Electromagnetic System Conceptual Design for a Negative Triangularity Tokamak

TL;DR

This paper presents a detailed electromagnetic design for a compact negative triangularity tokamak aimed at testing control software and understanding NT operation, utilizing existing copper magnet technology.

Contribution

It introduces a pre-conceptual design of a negative triangularity tokamak with specific coil configurations and stability measures, advancing NT device development.

Findings

Achieves a wide range of plasma geometries with specified triangularity and elongation.

Demonstrates passive stabilization reduces vertical instability growth rates by approximately 75%.
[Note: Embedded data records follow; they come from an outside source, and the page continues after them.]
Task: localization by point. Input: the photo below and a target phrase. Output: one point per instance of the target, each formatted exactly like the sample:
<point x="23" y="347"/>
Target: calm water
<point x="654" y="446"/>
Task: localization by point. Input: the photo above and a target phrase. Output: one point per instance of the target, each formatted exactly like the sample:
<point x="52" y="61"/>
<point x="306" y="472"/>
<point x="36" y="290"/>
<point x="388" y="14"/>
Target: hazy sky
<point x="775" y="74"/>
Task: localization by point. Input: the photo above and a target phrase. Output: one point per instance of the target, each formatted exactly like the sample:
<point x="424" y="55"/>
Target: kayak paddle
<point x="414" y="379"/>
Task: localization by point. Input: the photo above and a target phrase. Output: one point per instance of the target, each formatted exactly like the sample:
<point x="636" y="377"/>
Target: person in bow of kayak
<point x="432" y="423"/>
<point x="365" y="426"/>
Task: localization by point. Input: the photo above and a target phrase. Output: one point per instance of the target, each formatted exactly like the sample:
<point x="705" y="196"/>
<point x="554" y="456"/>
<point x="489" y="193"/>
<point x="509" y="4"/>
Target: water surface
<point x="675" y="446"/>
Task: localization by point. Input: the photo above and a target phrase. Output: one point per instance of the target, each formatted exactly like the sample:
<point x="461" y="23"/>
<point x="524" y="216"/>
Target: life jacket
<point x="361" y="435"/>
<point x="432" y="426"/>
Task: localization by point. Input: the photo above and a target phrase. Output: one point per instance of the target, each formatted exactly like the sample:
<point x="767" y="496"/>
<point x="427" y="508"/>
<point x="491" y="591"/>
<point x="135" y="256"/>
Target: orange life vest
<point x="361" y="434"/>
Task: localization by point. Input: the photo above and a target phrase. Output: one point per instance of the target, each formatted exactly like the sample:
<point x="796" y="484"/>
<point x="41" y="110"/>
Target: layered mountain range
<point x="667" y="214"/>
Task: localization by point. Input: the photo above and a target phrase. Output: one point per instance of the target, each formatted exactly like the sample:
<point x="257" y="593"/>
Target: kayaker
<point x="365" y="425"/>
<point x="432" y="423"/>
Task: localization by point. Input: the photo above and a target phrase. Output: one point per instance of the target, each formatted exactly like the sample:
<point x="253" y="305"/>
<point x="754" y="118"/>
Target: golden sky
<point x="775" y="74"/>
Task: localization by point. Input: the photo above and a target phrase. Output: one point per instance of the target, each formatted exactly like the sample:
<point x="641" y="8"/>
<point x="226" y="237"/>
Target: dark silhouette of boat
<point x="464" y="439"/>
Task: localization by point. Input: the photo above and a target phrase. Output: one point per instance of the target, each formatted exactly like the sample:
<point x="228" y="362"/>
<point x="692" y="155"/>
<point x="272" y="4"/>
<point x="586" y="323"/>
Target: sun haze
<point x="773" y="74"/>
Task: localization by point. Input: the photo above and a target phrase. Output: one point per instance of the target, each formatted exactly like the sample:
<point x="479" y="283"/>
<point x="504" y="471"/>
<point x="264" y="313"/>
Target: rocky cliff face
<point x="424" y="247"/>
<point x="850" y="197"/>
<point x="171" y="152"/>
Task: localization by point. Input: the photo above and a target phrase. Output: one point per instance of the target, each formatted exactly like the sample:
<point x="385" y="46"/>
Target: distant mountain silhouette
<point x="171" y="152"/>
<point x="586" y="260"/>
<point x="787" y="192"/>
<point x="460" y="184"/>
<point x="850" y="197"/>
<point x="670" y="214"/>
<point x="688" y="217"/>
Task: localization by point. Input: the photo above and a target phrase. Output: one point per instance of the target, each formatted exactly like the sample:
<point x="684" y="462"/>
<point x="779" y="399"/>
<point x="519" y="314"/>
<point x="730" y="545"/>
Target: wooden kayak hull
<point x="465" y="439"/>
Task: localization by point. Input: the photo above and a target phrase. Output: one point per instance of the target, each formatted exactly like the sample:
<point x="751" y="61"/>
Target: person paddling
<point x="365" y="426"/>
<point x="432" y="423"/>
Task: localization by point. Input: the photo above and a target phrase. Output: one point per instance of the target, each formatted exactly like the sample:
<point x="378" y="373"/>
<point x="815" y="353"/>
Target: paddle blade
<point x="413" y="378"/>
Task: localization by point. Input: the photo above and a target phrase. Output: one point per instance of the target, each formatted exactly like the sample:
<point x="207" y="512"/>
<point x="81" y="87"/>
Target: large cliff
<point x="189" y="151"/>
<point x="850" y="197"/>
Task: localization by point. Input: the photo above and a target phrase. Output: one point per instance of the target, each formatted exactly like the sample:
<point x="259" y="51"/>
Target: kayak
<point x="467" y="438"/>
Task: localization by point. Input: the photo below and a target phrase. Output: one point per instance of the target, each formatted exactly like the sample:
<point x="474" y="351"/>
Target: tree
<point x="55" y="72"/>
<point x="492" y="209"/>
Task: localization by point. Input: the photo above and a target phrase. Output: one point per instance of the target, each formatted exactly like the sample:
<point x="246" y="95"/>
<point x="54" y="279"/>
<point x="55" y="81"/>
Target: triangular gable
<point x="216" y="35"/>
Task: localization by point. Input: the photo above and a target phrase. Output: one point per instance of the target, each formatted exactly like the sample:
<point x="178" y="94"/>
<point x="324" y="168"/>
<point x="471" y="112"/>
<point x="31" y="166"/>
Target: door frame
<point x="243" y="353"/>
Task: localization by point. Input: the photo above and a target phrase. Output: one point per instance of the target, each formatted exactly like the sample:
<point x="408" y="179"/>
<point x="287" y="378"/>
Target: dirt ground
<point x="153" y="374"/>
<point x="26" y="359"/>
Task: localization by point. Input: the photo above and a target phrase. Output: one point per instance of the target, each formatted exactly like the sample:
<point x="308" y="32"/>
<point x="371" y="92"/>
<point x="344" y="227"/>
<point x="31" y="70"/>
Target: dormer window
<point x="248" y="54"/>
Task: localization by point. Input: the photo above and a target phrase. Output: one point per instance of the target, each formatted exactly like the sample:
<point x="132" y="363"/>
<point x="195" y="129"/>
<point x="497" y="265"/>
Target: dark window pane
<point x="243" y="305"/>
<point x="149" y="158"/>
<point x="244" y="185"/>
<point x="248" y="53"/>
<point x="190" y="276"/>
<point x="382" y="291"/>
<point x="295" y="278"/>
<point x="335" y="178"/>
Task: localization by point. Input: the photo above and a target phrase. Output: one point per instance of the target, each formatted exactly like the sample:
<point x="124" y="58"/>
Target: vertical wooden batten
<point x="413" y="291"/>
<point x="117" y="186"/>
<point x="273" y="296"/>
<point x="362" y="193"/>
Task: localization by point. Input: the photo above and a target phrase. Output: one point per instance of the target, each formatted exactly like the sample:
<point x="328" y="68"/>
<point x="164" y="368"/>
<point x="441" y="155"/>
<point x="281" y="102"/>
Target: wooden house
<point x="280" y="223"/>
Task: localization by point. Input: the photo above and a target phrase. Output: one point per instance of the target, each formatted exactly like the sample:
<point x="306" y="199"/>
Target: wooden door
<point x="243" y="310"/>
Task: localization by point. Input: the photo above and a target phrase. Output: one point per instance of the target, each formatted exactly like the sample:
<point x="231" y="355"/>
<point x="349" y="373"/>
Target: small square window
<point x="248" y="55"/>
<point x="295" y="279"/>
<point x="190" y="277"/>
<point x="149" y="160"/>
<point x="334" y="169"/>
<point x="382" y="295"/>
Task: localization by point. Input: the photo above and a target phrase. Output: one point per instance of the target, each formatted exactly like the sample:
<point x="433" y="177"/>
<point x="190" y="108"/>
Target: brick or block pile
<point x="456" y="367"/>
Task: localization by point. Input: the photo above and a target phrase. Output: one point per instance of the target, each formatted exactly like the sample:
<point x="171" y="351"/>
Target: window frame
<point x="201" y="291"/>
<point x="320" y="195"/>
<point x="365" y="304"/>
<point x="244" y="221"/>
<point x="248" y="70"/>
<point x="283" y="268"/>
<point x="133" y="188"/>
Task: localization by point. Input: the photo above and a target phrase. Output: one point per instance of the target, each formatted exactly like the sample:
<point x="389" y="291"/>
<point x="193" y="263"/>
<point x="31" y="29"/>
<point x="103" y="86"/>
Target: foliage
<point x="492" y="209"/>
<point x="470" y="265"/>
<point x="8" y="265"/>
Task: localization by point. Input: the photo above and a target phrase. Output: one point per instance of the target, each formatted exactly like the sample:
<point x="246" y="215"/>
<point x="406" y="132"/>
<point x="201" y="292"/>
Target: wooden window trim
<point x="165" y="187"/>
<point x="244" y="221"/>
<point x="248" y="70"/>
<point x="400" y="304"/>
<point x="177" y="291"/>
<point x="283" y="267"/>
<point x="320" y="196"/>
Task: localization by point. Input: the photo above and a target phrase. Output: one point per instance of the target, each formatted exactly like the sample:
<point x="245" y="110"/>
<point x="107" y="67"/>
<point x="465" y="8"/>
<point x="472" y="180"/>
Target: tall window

Predicts mechanical loads on coils and passive structures during disruptions.

Abstract

Negative triangularity (NT) tokamak configurations have several key benefits including sufficient core confinement, improved power handling, and reduced edge pressure gradients that allow for edge-localized mode (ELM) free operation. We present the design of a compact NT device for testing sophisticated simulation and control software, with the aim of demonstrating NT controllability and informing power plant operation. The TokaMaker code is used to develop the basic electromagnetic system of the $R_0$ = 1 m, $a$ = 0.27 m, $B_t$ = 3 T, $I_p$ = 0.75 MA tokamak. The proposed design utilizes eight poloidal field coils with maximum currents of 1 MA to achieve a wide range of plasma geometries with $-0.7 < \delta < -0.3$ and $1.5 < \kappa < 1.9$. Scenarios with strong negative triangularity and high elongation are particularly susceptible to vertical instability, necessitating the inclusion of high-field side and/or low-field side passive stabilizing plates which together reduce vertical instability growth rates by $\approx$75%. Upper limits for the forces on poloidal and toroidal field coils are predicted and mechanical loads on passive structures during current quench events are assessed. The 3 T on-axis toroidal field is achieved with 16 demountable copper toroidal field coils, allowing for easy maintenance of the vacuum vessel and poloidal field coils. This pre-conceptual design study demonstrates that the key capabilities required of a dedicated NT tokamak experiment can be realized with existing copper magnet technologies.